A lasting love affair with books and children

It sounds like a fairytale but it’s really just a publishing house on a mission

June 17, 2017 04:00 pm | Updated June 23, 2017 11:46 am IST

Banaswadi, between Outer Ring Road and Cox Town, is quintessential semi-suburban Bengaluru, with the mandatory vegetable stalls, fish shops, bakeries and a Kingfisher pub. It is neither the city centre proper nor part of any planned satellite township on its outskirts, and it most definitely doesn’t look like a hub for Indian children’s publishing.

But this happens to be where the headquarters of Pratham Books is located, in a lovely bright office on the third floor of a somewhat nondescript pink building.

They’ve hit the news recently for being nominated for the prestigious Astrid Lindgren Memorial Award—worth five million Swedish kronor (₹3.6 crore) and considered the Nobel Prize for children’s literature—and in April they got an astonishing $3.6 million (₹26 crore) grant from Google.org to develop their path-breaking open-source platform, StoryWeaver.

Currently, StoryWeaver offers stories for kids in 67 languages, both Indian and foreign, which have so far been read about one million times. As I logged on to the online platform, I even found several surprisingly fun translations of Indian stories in my own obscure tongue, Swedish. And all of it can be accessed for free.

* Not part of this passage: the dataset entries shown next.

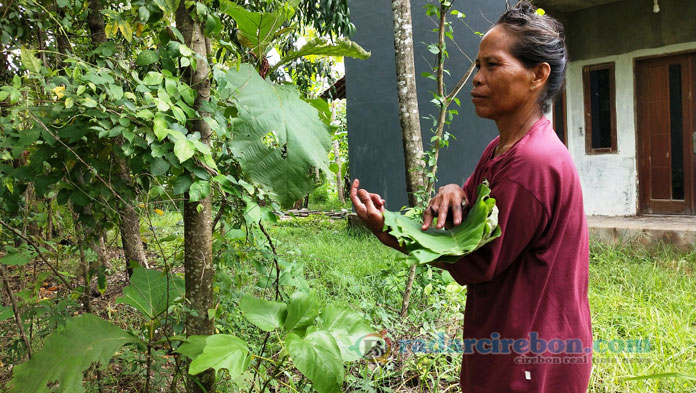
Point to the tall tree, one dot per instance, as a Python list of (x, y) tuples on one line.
[(408, 113), (129, 221), (198, 245)]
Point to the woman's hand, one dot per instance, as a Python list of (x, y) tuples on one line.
[(368, 206), (449, 198)]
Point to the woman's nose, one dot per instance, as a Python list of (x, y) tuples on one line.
[(477, 79)]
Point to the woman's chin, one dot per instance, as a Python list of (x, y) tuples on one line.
[(483, 113)]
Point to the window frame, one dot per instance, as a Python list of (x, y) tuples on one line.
[(562, 98), (588, 107)]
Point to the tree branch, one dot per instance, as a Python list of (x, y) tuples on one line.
[(38, 251)]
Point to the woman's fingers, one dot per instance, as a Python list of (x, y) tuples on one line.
[(448, 200), (428, 216), (368, 206)]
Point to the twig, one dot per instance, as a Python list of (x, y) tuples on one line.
[(91, 168), (7, 9), (221, 210), (177, 362), (15, 310), (441, 121), (38, 250), (275, 260), (258, 362)]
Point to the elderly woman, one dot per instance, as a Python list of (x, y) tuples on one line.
[(527, 319)]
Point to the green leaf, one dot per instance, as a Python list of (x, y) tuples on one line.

I soon learn that Pratham Books’ target of putting ‘a book in every child’s hand’ means exactly that: they want to reach hundreds of millions of children in India and offer at least 20,000 titles. Although it sounds like a too-good-to-be-true fairytale, I quickly discover that theirs is an efficiently managed, visionary, not-for-profit publishing house staffed by hard-working and competent professionals.

Gratis online access

In the foyer, books hang from the ceiling by way of a surreal decoration over a couple of work stations. I’m led into a conference room that has cheerful yellow walls with scripts of several Indian languages painted on them. Most of the editorial staff, the chairperson, Suzanne Singh, and one of the founders, Ashok Kamath, join in for a chat.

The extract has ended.